Editor’s note: The following is a satirical article for The DisreGuardian, a series of articles published annually for The Guardian’s April Fool’s issue. Features will resume publishing normal content next week.
Attending UC San Diego is a hauntingly familiar experience. Despite having an incredibly large population of 40,000 students, being a student here is exactly like a small high school nightmare. The reason? Bullies. UCSD is littered with multiple congregations of them, patrolling the campus looking for new victims. Whether they’re stealing dining dollars from freshmen or forcing art students to do STEM work, no one is safe from their wrath.
So, today, I ate lunch alone in the bathroom stall, a single tear rolling down my face. The bullies don’t patrol the bathroom, making it the perfect spot to avoid them. I chose to go to RIMAC — sorry, LionTree Arena — since the private layout allowed me to bask in my sorrow.
Suddenly, I heard the coordinated steps of a large body of people and the commanding, rhythmic slam of a cane upon the tiled floors. Thinking it was the bullies, my reflexes kicked in. I immediately pulled my legs onto the toilet seat, hung my belongings on the hook, and held my sandwich between my teeth. I became invisible.
The footsteps echoed, growing in volume as they approached my stall. I held my breath, hoping they wouldn’t spot me. A frizzy, unbrushed head of gray hair peeked underneath my door then promptly departed. A sense of relief flooded over me as I had escaped undetected.

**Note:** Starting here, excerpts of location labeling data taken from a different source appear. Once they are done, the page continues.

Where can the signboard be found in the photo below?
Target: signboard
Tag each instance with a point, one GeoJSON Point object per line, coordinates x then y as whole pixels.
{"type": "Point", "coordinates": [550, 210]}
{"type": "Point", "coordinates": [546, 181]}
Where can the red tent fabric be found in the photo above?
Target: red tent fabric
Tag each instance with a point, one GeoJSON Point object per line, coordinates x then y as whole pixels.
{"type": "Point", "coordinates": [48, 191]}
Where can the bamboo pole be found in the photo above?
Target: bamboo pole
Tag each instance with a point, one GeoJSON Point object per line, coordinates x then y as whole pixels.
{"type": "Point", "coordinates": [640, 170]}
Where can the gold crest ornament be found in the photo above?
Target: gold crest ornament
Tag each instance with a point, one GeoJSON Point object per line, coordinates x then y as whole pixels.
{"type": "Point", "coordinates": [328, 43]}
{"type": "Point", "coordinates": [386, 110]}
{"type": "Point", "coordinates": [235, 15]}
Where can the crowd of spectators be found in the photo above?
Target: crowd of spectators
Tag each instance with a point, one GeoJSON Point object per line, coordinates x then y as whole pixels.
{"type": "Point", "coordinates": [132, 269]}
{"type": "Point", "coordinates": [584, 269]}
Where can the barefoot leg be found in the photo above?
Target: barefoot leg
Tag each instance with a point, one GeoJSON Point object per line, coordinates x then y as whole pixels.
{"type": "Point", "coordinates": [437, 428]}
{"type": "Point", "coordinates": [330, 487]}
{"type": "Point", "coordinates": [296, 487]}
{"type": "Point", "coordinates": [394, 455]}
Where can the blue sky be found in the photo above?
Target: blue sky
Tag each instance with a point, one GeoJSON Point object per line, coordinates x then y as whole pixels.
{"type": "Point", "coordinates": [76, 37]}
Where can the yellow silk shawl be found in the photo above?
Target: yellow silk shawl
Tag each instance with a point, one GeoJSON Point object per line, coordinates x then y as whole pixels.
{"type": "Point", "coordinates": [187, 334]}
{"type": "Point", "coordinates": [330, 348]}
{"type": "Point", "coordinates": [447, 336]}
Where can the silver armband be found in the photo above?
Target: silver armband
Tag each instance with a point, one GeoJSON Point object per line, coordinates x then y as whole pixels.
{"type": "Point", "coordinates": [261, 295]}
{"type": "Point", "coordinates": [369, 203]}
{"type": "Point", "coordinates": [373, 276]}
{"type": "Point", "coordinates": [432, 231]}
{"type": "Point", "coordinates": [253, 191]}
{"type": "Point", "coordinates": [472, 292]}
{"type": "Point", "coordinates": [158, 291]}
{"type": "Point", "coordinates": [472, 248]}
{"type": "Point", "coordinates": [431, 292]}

“Nobody is in here. Lock the doors.”
“Yes, King.”
My fear momentarily subsided. I inched upward and poked my head over the stall, my eyes just breaching the boundary. Through the reflection of the mirror between the opposing stretch of sinks, I saw King Triton. He pounded his triton, commanding the five other women in the bathroom to give their full attention to him. Adjacent to him was a younger male, definitely a first-year, adorned head to toe with Triton-themed accessories. Think: foam fingers, headbands with unruly neon yellow hair flying from the top, and triton tattoos covering his body. His left cheek sported a teardrop tattoo encasing a triton symbol.
But the most shocking detail of this underground meeting was the protruding vision, openness, and radiating proudness that I witnessed from my stall. Except for the Triton accessories, all of them were completely naked. Yes, even King Triton.
The first-year boy opened a package they had brought, uncovering a supply of temporary tattoos that read, “I Love King Triton,” with the “love” as a red heart. King Triton began swaying, moving his hands and twitching his body into some sort of distinct sign language. The boy translated for him in what I can only assume was a perfect fashion. As he spoke, King Triton did the robot, swung his arms up and down, jumped on the sinks, and splashed water on his face.
“These tattoos will be seen on the butts of all students. They will use the water of the Price Center Fountain to apply them, helping one another like a true student body should.”
Instantaneously, as though pre-rehearsed, the women all replied robotically, “Yes, King.”
“UCSD is not what I envisioned,” King Triton continued. “The students are disconnected, there is no love, no school spirit, just studying and bullies. I — no, we — need to bring about change as a collective. This is a movement like no other — one that will shock the students, stripping them of the identities they believe they wear. No longer will the students rage an internal hierarchy of STEM versus non-STEM majors, no longer will sports games see deplorably low attendance. As we remove our clothes, we remove our perceptions, the masks we wear that divide us and hide the internal truth within. We are all one. We are all Tritons.”
“We must all strip, see each other on an intimate level, and bond beneath the moon with matching bumper sticker tattoos,” he declared. “We will initiate the movement during the Spring Quarter Undie Run. Here, the students are already breaching into nudity — we will take them all the way. The student body will be one, united, spirited.”
“Yes, King,” the women replied.
This speech was incredibly moving, causing a tear to roll down my cheek. I no longer felt fear, but instead, I felt seen — like King Triton understood me. He ended the speech by kneeling, as some sort of surrender of his position as a King, to represent a oneness. My heart pounded in a rhythmic calling. I knew at that moment that my mind and body had been chemically altered. I had been redirected, chosen to join this movement.
I jumped down off of the toilet seat and slammed the stall door open. I paraded toward the King and approached the group, responding with a powerful “Yes, King.” I had become one with them.
King Triton would like to leave readers with a message: This spring, the undie run will be more vulnerable than ever before. We will go all the way and show the world what Tritons are made of, together. During finals week of Spring Quarter, we streak.